Phoenix have been fire-selling with some conviction, aggressively trying to get rid of every player over the age of 27. The only players older than this that they now have on their roster are P.J. Tucker (who is nevertheless still very inexperienced) and Channing Frye. At the minimum salary, Tucker is so cheap that he is of great value even to a rebuilding team, whereas Frye, if he proves his health and a return to his usual averageness over the first few months of the season, is an extremely logical candidate for a deadline day trade. (And Tucker could well be used to facilitate this.) Phoenix has plenty of young players meriting development minutes, and the protected first round pick Washington also handed over in the deal further cements their new ideology. There is no better way to get younger than with draft picks.
The sole player Phoenix returned in this trade, Emeka Okafor, is now their oldest. The 31-year-old Okafor never developed offensively, and is now on the downside of his career - this, combined with his high cost and status as being out indefinitely due to a neck injury, had largely killed his market. His age of course rather defies the idea of the Suns getting younger, yet Okafor is in the deal mostly to facilitate it financially - the real lure for Phoenix is the first round pick Washington gave up for what may only be a one season rental of Gortat. But if it is only a one year rental, it is still likely worth it for Washington, such is the quality of Gortat. His finishing ability inside and out, his pick and roll offense, and sufficient shot blocking and rebounding add much to a team defiant and determined in their 2014 playoff push.
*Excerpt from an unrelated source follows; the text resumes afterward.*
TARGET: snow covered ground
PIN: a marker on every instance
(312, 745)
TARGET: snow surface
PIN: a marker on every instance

This deal is of young for old, of the future for the now, two teams in contrary positions and opposite directions with very different shopping lists, helping each other fill them.
This deal figures to benefit both teams. It might also work out well for the players, and in particular Okafor when he recovers from injury. Expiring at the end of the season, wanted by Phoenix purely for his contract, and with no one craving a $14,487,500 expiring contract deal more than the Suns, Okafor is not likely to be traded again and therefore must be considered a likely candidate for a buyout at some point between now and February. He cannot by rule return to Washington, yet everything else is fair game, and competitors in need of an extra big man such as Chicago, the Clippers and Oklahoma City should be on high alert. This is contingent upon his health, of course, yet his quality is proven.